A guy who looked barely old enough to drink peered inside, hands against the locked glass doors, searching for signs of life. They got a lot of students here, especially on weekends, like last night’s weekly Dawn of the Super Id screening. She had shown it once as a joke long after its doomed theatrical release and it sold out. So Charlie kept it going and it had become her theater’s answer to Rocky Horror. They came at midnight every Friday in masks and capes, some handmade from dorm bedsheets. They yelled the terrible dialogue. They sang the theme song. They always left joyous, free, raucous.

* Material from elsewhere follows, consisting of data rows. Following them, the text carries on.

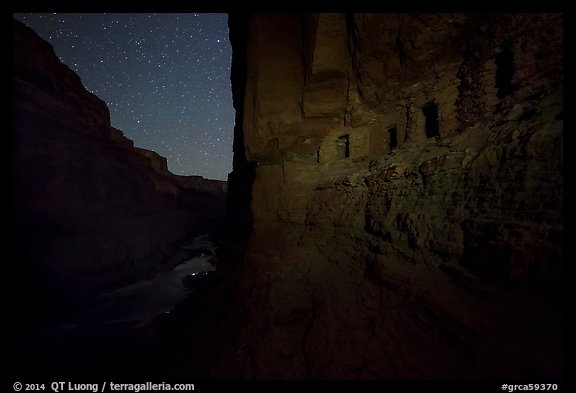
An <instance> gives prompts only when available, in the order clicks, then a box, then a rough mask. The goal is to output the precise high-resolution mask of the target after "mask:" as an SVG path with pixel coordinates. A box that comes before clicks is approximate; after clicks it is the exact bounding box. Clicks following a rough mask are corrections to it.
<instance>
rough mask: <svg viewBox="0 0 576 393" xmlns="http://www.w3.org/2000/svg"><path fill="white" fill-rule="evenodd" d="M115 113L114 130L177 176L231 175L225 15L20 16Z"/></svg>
mask: <svg viewBox="0 0 576 393" xmlns="http://www.w3.org/2000/svg"><path fill="white" fill-rule="evenodd" d="M14 17H15V18H16V19H18V20H20V21H21V22H23V23H25V24H26V25H28V26H29V27H31V28H32V29H34V31H36V33H38V35H40V36H41V37H42V38H44V39H45V40H46V41H48V42H49V43H51V44H52V46H54V50H55V52H56V55H58V56H59V57H60V60H61V61H62V62H63V63H64V64H66V65H67V66H68V67H70V68H71V69H72V70H74V71H75V72H76V73H77V74H78V75H80V78H81V79H82V83H83V85H84V86H85V87H86V89H88V90H89V91H91V92H93V93H94V94H96V95H97V96H98V97H100V98H101V99H102V100H104V101H105V102H106V103H107V105H108V108H109V109H110V117H111V122H112V126H113V127H116V128H118V129H120V130H122V131H123V132H124V135H126V136H127V137H128V138H130V139H132V140H134V144H135V145H136V146H138V147H143V148H146V149H150V150H154V151H156V152H157V153H159V154H160V155H162V156H164V157H166V158H167V159H168V169H169V170H170V171H171V172H173V173H175V174H179V175H200V176H203V177H205V178H209V179H220V180H226V178H227V175H228V173H229V172H230V171H231V170H232V139H233V135H232V134H233V127H234V109H233V108H232V93H231V88H230V62H231V57H232V49H231V47H230V42H229V40H228V16H227V15H226V14H126V13H124V14H68V13H67V14H59V13H50V14H39V13H37V14H14Z"/></svg>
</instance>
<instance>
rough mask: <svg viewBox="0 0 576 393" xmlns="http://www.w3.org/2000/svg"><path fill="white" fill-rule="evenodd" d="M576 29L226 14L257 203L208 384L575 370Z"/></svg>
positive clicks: (271, 15)
mask: <svg viewBox="0 0 576 393" xmlns="http://www.w3.org/2000/svg"><path fill="white" fill-rule="evenodd" d="M562 23H563V19H562V16H561V15H555V14H514V15H512V14H499V15H491V14H482V15H476V14H410V15H408V14H354V15H352V14H348V15H344V14H318V15H312V14H307V15H300V14H289V15H278V14H273V15H262V14H257V15H253V16H252V17H246V16H243V15H231V19H230V27H231V32H230V34H231V42H232V45H233V48H234V59H235V62H236V63H233V74H232V81H233V89H234V92H235V94H234V100H235V107H236V109H237V111H239V112H240V114H237V121H239V123H238V124H237V128H236V142H235V163H234V165H235V166H234V168H235V169H234V173H233V174H232V175H231V179H235V180H236V181H235V182H234V183H232V182H231V183H230V187H231V189H230V195H232V194H234V195H237V196H238V198H239V199H241V198H243V199H242V200H244V201H246V200H248V201H251V204H250V206H249V211H248V210H247V209H248V207H247V204H236V205H234V204H232V205H231V204H230V203H229V208H231V212H230V214H231V216H229V218H230V217H233V218H234V219H235V220H236V221H235V222H234V224H235V227H233V228H232V229H234V228H237V229H238V230H237V231H236V232H235V233H234V236H233V237H234V239H235V243H234V244H235V247H237V246H238V244H241V242H240V241H239V240H238V239H240V238H242V231H244V239H245V243H244V245H245V247H246V251H245V252H244V254H243V257H242V258H239V259H237V260H236V262H235V263H236V265H235V266H232V267H229V269H230V271H233V274H232V276H231V282H232V290H231V293H230V296H229V298H228V301H227V303H226V308H225V310H226V313H223V316H222V320H220V321H219V322H218V327H217V328H216V329H215V330H214V331H213V332H214V337H218V338H219V339H214V341H213V346H212V349H213V350H212V351H211V355H212V356H209V360H208V361H207V364H210V365H211V372H212V375H214V376H217V377H227V378H281V379H285V378H337V379H339V378H344V379H349V378H367V379H371V378H431V379H437V378H490V377H496V378H522V379H526V378H530V379H534V378H559V377H561V376H562V375H563V364H562V324H561V322H562V317H561V306H562V288H561V276H562V262H563V252H562V244H563V217H562V208H563V197H562V195H563V160H562V154H563V153H562V145H563V135H562V131H563V120H562V119H563V97H562V94H563V92H562V86H563V69H562V57H563V53H562V34H563V27H562V26H563V25H562ZM252 168H253V169H252ZM240 179H243V181H242V180H240ZM247 184H251V187H248V186H247ZM237 200H238V199H237ZM234 208H235V209H237V210H236V211H234ZM250 227H251V231H246V228H250ZM238 249H240V250H242V248H236V250H238ZM222 337H226V339H221V338H222Z"/></svg>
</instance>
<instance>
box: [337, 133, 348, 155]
mask: <svg viewBox="0 0 576 393" xmlns="http://www.w3.org/2000/svg"><path fill="white" fill-rule="evenodd" d="M349 157H350V135H348V134H346V135H342V136H341V137H339V138H338V141H337V143H336V158H338V159H342V158H349Z"/></svg>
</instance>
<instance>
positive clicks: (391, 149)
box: [388, 126, 398, 150]
mask: <svg viewBox="0 0 576 393" xmlns="http://www.w3.org/2000/svg"><path fill="white" fill-rule="evenodd" d="M388 133H389V134H390V150H392V149H394V148H395V147H396V146H398V130H397V129H396V126H394V127H392V128H389V129H388Z"/></svg>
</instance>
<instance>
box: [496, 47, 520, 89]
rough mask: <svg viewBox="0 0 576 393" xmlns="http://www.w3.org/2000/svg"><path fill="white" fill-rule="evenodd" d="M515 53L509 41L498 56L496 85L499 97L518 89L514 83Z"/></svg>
mask: <svg viewBox="0 0 576 393" xmlns="http://www.w3.org/2000/svg"><path fill="white" fill-rule="evenodd" d="M514 71H515V66H514V53H513V52H512V45H511V44H510V43H509V42H508V43H506V44H505V45H504V47H503V48H502V51H501V52H500V53H498V55H497V56H496V87H497V88H498V92H497V93H496V96H498V98H503V97H506V96H507V95H510V94H511V93H513V92H514V90H516V86H515V85H514V84H513V83H512V79H513V77H514Z"/></svg>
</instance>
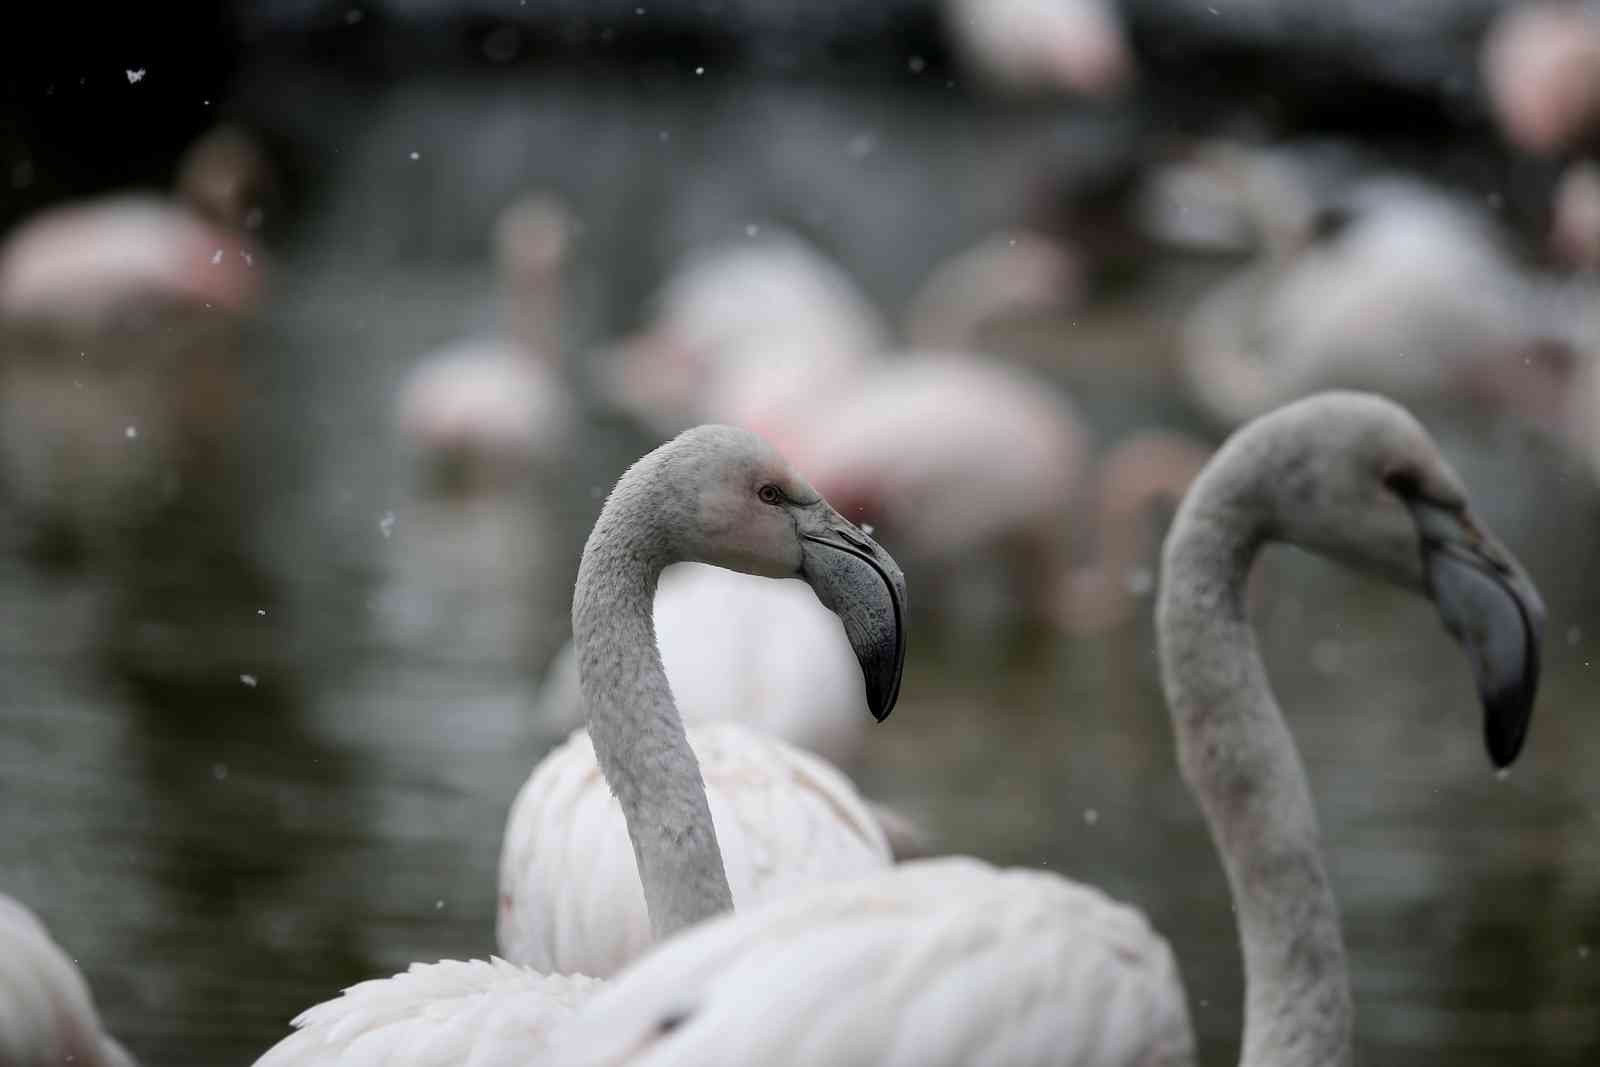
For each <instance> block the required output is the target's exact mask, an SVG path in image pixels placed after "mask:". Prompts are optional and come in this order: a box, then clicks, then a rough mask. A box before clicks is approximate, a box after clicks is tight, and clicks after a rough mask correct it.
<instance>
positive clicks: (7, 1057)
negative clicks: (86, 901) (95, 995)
mask: <svg viewBox="0 0 1600 1067" xmlns="http://www.w3.org/2000/svg"><path fill="white" fill-rule="evenodd" d="M133 1062H134V1061H133V1057H131V1056H128V1053H126V1051H125V1049H123V1048H122V1046H120V1045H117V1041H114V1040H112V1038H110V1037H109V1035H107V1033H106V1032H104V1030H102V1029H101V1021H99V1014H96V1011H94V998H93V997H91V995H90V987H88V984H86V982H85V981H83V976H82V974H80V973H78V968H75V966H74V965H72V960H69V958H67V953H64V952H62V950H61V947H59V945H58V944H56V942H54V941H51V939H50V933H48V931H46V929H45V926H43V923H40V921H38V918H35V917H34V913H32V912H29V910H27V909H26V907H22V905H21V904H19V902H16V901H14V899H11V897H8V896H5V894H0V1064H5V1067H45V1065H46V1064H51V1065H54V1064H78V1065H80V1067H133Z"/></svg>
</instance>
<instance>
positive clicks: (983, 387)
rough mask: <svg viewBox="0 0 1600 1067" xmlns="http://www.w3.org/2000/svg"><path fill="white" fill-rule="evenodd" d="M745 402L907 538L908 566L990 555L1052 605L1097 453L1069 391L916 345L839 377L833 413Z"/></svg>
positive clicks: (842, 487)
mask: <svg viewBox="0 0 1600 1067" xmlns="http://www.w3.org/2000/svg"><path fill="white" fill-rule="evenodd" d="M741 408H742V410H746V411H757V413H758V414H752V416H749V424H750V426H754V427H757V429H760V430H762V432H763V434H766V435H768V437H770V438H771V440H773V442H776V443H778V445H779V448H782V450H784V451H786V454H789V456H790V459H792V461H794V464H795V469H798V470H802V472H803V474H805V477H806V478H810V480H811V483H813V485H816V486H818V490H819V491H821V493H824V494H826V496H827V498H829V499H830V501H835V502H837V504H838V506H840V509H842V510H843V512H845V514H846V515H850V517H851V518H858V520H862V522H869V523H872V525H875V526H882V528H883V531H885V534H886V536H890V537H891V539H893V541H896V544H898V545H902V547H904V553H906V557H907V566H910V568H912V573H915V571H918V569H925V571H930V573H931V571H947V569H950V568H960V569H962V573H963V574H968V576H973V574H978V573H981V569H982V566H984V563H994V565H995V566H1000V568H1005V569H1008V571H1011V573H1013V577H1014V581H1013V582H1011V584H1010V585H1008V587H1010V589H1014V590H1018V595H1016V600H1018V603H1021V605H1022V606H1024V608H1026V609H1027V611H1032V613H1037V614H1040V616H1043V617H1046V619H1048V617H1051V616H1053V614H1054V611H1056V601H1058V597H1056V590H1058V589H1059V585H1061V582H1064V581H1066V555H1064V553H1062V550H1061V526H1062V523H1064V522H1067V517H1069V510H1070V506H1072V501H1074V498H1075V494H1077V493H1078V491H1080V488H1082V486H1083V485H1085V482H1086V475H1088V470H1090V459H1091V454H1090V438H1088V434H1086V430H1085V429H1083V426H1082V419H1080V416H1078V414H1077V411H1075V410H1074V406H1072V405H1070V402H1069V400H1067V398H1066V397H1061V395H1058V394H1056V392H1054V390H1051V389H1048V387H1045V386H1043V384H1042V382H1038V381H1035V379H1034V378H1032V376H1030V374H1027V373H1024V371H1021V370H1018V368H1013V366H1008V365H1005V363H998V362H994V360H989V358H982V357H978V355H971V354H963V352H917V354H910V355H907V357H906V358H901V360H893V362H885V363H883V365H882V366H880V368H878V370H877V371H875V373H872V374H867V376H864V378H862V379H861V381H859V382H856V384H854V386H853V387H851V389H848V390H842V395H837V397H835V398H834V400H832V402H830V405H829V414H827V419H826V422H824V421H821V419H818V421H814V422H813V421H811V419H803V418H797V413H794V411H789V410H786V408H782V406H773V405H765V406H763V405H760V403H746V405H741ZM968 617H970V616H968Z"/></svg>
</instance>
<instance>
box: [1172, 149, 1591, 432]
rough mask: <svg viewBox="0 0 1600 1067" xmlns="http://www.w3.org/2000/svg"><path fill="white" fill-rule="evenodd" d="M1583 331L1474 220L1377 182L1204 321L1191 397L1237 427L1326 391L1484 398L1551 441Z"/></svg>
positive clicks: (1202, 317)
mask: <svg viewBox="0 0 1600 1067" xmlns="http://www.w3.org/2000/svg"><path fill="white" fill-rule="evenodd" d="M1578 333H1579V331H1578V330H1576V328H1574V323H1573V318H1571V315H1568V314H1563V309H1560V307H1558V301H1557V299H1552V293H1550V291H1549V290H1547V286H1544V285H1541V282H1539V280H1538V278H1531V277H1528V275H1525V274H1523V272H1522V270H1518V269H1517V266H1515V264H1512V262H1510V259H1509V258H1507V256H1506V253H1504V251H1502V250H1501V246H1499V243H1498V240H1496V235H1494V232H1493V230H1491V229H1490V227H1488V224H1486V222H1485V221H1483V219H1482V218H1478V214H1477V213H1475V211H1472V210H1470V208H1469V206H1467V205H1462V203H1458V202H1453V200H1450V198H1448V197H1445V195H1443V194H1440V192H1437V190H1432V189H1429V187H1426V186H1422V184H1421V182H1413V181H1405V179H1392V178H1390V179H1370V181H1365V182H1360V184H1358V186H1357V187H1355V189H1354V190H1352V192H1350V194H1349V197H1347V198H1346V200H1344V202H1342V203H1339V205H1336V206H1334V208H1333V210H1331V211H1326V213H1323V216H1322V218H1320V229H1318V232H1317V234H1314V235H1310V240H1307V242H1304V243H1301V245H1299V246H1298V248H1296V250H1293V251H1291V253H1288V254H1286V256H1285V254H1283V253H1278V254H1269V256H1267V258H1264V259H1261V261H1259V262H1258V264H1256V266H1253V267H1248V269H1245V270H1243V272H1242V274H1240V275H1237V277H1235V278H1232V280H1230V282H1226V283H1224V285H1222V286H1221V288H1219V290H1216V291H1214V293H1211V294H1208V296H1206V298H1203V299H1202V302H1200V304H1198V306H1197V307H1195V309H1194V312H1192V314H1190V315H1189V318H1187V322H1186V323H1184V331H1182V360H1184V363H1182V370H1184V378H1186V382H1187V386H1189V389H1190V392H1192V394H1194V397H1195V398H1197V400H1198V402H1200V405H1202V406H1203V408H1206V410H1208V411H1210V413H1211V414H1213V416H1214V418H1216V419H1218V421H1221V422H1224V424H1227V426H1237V424H1238V422H1243V421H1245V419H1250V418H1253V416H1256V414H1261V413H1264V411H1267V410H1270V408H1274V406H1277V405H1280V403H1285V402H1286V400H1293V398H1296V397H1302V395H1307V394H1310V392H1314V390H1317V389H1326V387H1334V386H1338V387H1360V389H1374V390H1379V392H1384V394H1387V395H1394V397H1397V398H1411V400H1422V398H1435V397H1451V398H1469V400H1475V402H1480V403H1485V405H1488V406H1491V408H1493V410H1496V411H1504V413H1514V414H1520V416H1525V418H1530V419H1531V421H1534V422H1541V424H1546V426H1558V424H1560V422H1562V421H1563V419H1565V418H1566V416H1565V414H1563V410H1565V403H1566V400H1565V389H1566V386H1568V381H1566V373H1565V370H1563V366H1565V358H1547V357H1560V355H1562V354H1563V352H1570V350H1571V347H1573V346H1574V344H1576V342H1578Z"/></svg>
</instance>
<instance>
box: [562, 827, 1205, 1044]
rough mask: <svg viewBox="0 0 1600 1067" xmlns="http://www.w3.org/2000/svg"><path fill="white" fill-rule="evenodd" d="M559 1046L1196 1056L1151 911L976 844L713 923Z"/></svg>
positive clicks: (685, 940)
mask: <svg viewBox="0 0 1600 1067" xmlns="http://www.w3.org/2000/svg"><path fill="white" fill-rule="evenodd" d="M778 1005H782V1009H781V1011H779V1009H776V1006H778ZM1067 1005H1070V1009H1069V1008H1067ZM669 1024H670V1025H669ZM557 1048H558V1056H560V1059H562V1061H563V1062H566V1064H570V1065H573V1067H579V1065H582V1067H602V1065H605V1067H621V1065H622V1064H627V1065H630V1067H674V1065H677V1064H685V1065H686V1064H698V1065H701V1067H722V1065H726V1067H733V1065H736V1064H834V1065H838V1067H854V1065H861V1067H867V1065H869V1064H870V1065H878V1067H914V1065H915V1067H926V1065H931V1064H1005V1065H1006V1067H1032V1065H1037V1067H1072V1065H1083V1067H1090V1065H1093V1067H1104V1065H1107V1064H1141V1065H1144V1067H1163V1065H1166V1064H1192V1062H1194V1041H1192V1037H1190V1027H1189V1014H1187V1008H1186V1001H1184V992H1182V987H1181V984H1179V977H1178V966H1176V963H1174V960H1173V953H1171V950H1170V947H1168V945H1166V942H1165V941H1163V939H1162V937H1160V936H1158V934H1155V933H1154V931H1152V929H1150V926H1149V923H1147V921H1146V920H1144V917H1142V915H1139V913H1138V912H1136V910H1133V909H1130V907H1126V905H1122V904H1117V902H1115V901H1112V899H1109V897H1107V896H1104V894H1102V893H1099V891H1096V889H1091V888H1086V886H1082V885H1077V883H1072V881H1067V880H1064V878H1059V877H1056V875H1050V873H1043V872H1034V870H998V869H995V867H990V865H987V864H982V862H978V861H973V859H938V861H925V862H917V864H904V865H901V867H896V869H893V870H890V872H883V873H880V875H874V877H870V878H859V880H856V881H850V883H842V885H835V886H827V888H822V889H816V891H811V893H806V894H802V896H797V897H789V899H781V901H776V902H773V904H768V905H766V907H762V909H758V910H754V912H746V913H741V915H738V917H733V918H730V920H717V921H712V923H707V925H706V926H701V928H698V929H694V931H690V933H688V934H686V936H683V937H680V939H678V941H675V942H674V944H672V945H670V947H669V949H667V950H664V952H659V953H653V955H650V957H646V958H645V960H642V961H640V963H638V965H637V966H634V968H630V969H629V971H627V973H626V974H622V976H621V977H619V979H616V981H614V982H611V984H610V985H608V987H606V990H605V993H603V995H600V997H597V998H595V1000H594V1003H592V1005H590V1006H589V1008H587V1009H586V1013H584V1014H582V1017H581V1019H579V1021H578V1022H576V1024H574V1025H573V1029H571V1030H570V1032H566V1033H563V1037H562V1041H560V1043H558V1045H557Z"/></svg>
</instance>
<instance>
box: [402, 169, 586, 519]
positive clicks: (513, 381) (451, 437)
mask: <svg viewBox="0 0 1600 1067" xmlns="http://www.w3.org/2000/svg"><path fill="white" fill-rule="evenodd" d="M574 232H576V221H574V219H573V218H571V214H570V213H568V211H566V208H565V206H562V205H560V203H557V202H555V200H554V198H550V197H546V195H530V197H525V198H522V200H517V202H514V203H512V205H510V206H507V208H506V210H504V211H502V213H501V216H499V219H498V222H496V227H494V243H496V259H498V272H499V285H501V336H496V338H472V339H466V341H458V342H454V344H451V346H446V347H445V349H442V350H440V352H435V354H432V355H427V357H424V358H422V362H419V363H418V366H416V368H413V370H411V373H410V374H408V376H406V379H405V382H403V384H402V387H400V400H398V424H400V434H402V437H405V438H406V442H408V443H410V446H411V448H413V451H414V453H416V454H418V456H419V461H421V464H422V467H424V482H426V485H427V486H429V488H430V490H440V491H445V493H454V491H464V493H467V494H472V493H474V491H488V493H494V491H501V490H506V488H507V486H512V485H520V483H523V482H525V480H526V477H528V475H530V472H534V470H542V469H550V467H557V466H558V464H560V461H562V458H565V456H566V453H568V448H570V446H571V443H573V438H574V435H576V430H578V414H576V398H574V397H573V394H571V390H570V389H568V387H566V382H565V381H563V379H562V371H560V352H562V346H560V336H558V323H560V315H558V310H560V304H562V270H563V267H565V264H566V261H568V259H570V251H571V243H573V238H574Z"/></svg>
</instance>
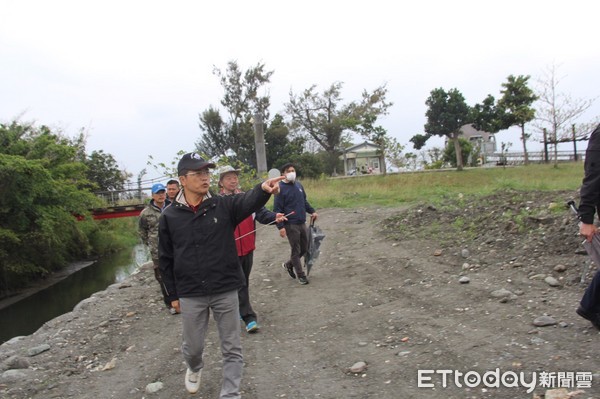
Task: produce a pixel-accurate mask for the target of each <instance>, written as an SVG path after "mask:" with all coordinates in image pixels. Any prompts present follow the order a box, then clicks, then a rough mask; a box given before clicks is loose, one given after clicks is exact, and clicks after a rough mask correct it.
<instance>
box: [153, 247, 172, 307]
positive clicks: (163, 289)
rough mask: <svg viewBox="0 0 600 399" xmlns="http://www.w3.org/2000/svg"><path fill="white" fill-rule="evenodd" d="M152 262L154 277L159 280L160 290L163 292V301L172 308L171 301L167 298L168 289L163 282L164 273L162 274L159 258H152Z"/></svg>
mask: <svg viewBox="0 0 600 399" xmlns="http://www.w3.org/2000/svg"><path fill="white" fill-rule="evenodd" d="M152 263H153V264H154V278H155V279H156V281H158V285H160V292H162V294H163V302H164V303H165V305H167V307H168V308H169V309H170V308H171V301H169V300H168V299H167V290H166V288H165V284H164V283H163V282H162V275H161V274H160V269H159V268H158V259H152Z"/></svg>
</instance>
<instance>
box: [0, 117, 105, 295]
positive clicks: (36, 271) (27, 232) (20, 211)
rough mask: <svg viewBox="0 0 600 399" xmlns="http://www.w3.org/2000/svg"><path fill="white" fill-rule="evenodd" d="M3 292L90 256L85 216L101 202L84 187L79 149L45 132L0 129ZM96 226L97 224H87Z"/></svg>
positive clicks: (85, 179) (19, 126) (3, 124)
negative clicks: (72, 260)
mask: <svg viewBox="0 0 600 399" xmlns="http://www.w3.org/2000/svg"><path fill="white" fill-rule="evenodd" d="M0 138H1V139H0V140H2V141H3V143H4V144H5V146H2V147H0V192H2V195H1V196H0V226H1V227H0V292H1V293H7V292H9V291H10V290H11V289H14V287H18V286H19V285H23V284H24V283H26V282H27V281H28V280H30V279H35V278H38V277H42V276H45V275H46V274H48V273H50V272H52V271H54V270H57V269H60V268H62V267H64V266H65V264H66V262H67V261H70V260H73V259H76V258H79V259H80V258H83V257H84V256H87V255H88V254H89V253H90V251H91V247H90V245H89V241H88V238H87V236H86V230H90V229H87V228H86V227H85V226H86V222H77V220H76V218H75V217H74V216H73V215H74V214H80V215H84V214H87V213H88V208H91V207H93V205H94V204H97V201H98V199H97V198H96V197H95V196H94V195H93V194H91V193H90V192H88V191H86V190H85V189H84V188H83V187H85V186H86V185H88V184H89V182H88V181H87V179H86V178H85V173H86V169H87V168H86V166H85V165H84V164H83V163H82V162H80V161H77V159H76V156H77V154H78V148H77V147H76V146H74V145H72V143H71V142H70V141H69V140H68V139H66V138H64V137H62V136H60V135H58V134H53V133H52V132H51V131H50V129H48V128H47V127H45V126H42V127H40V128H35V127H33V126H32V125H27V124H19V123H18V122H13V123H11V124H9V125H7V124H0ZM87 223H93V222H87Z"/></svg>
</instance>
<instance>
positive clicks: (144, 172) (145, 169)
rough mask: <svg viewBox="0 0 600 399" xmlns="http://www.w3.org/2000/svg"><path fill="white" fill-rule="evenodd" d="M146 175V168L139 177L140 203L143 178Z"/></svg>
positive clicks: (138, 176)
mask: <svg viewBox="0 0 600 399" xmlns="http://www.w3.org/2000/svg"><path fill="white" fill-rule="evenodd" d="M145 174H146V168H144V169H142V170H141V171H140V174H139V175H138V199H139V200H140V201H141V200H142V177H144V175H145Z"/></svg>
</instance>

And when Charlie needed to feel like she was contributing in some way to society, she could at least appreciate having given them a night like that.

She liked to watch the transformation that swept her young audience over the course of that hour and fifty-three minutes. (In addition to its myriad detriments, the film was, in Charlie’s estimation, a solid twenty-three minutes longer than it had any right to be.) She just wished she hadn’t stayed last night. She had forgotten that, at some point, the sleeping pill would, presumably, do what it had been advertised to do. And that she could do something like drive into the river.

“Can’t see this stuff everywhere.” Miles crossed the lobby to unlock the doors.

Back in her office, Charlie’s fingers hovered over her laptop keyboard. Changing her mind, she patted at the floor for the smooth stationery with that neat penmanship. It had been a while since she had received a letter like that: formal, kind, thoughtful. Slouched in her chair, injured leg propped on her desk, she read it again. And again. Always coming back to the closing.

…Without prying, with only reverence and respect, could I ask: Why did you stop doing something you’re so good at? And more important: When will you come back? You are missed.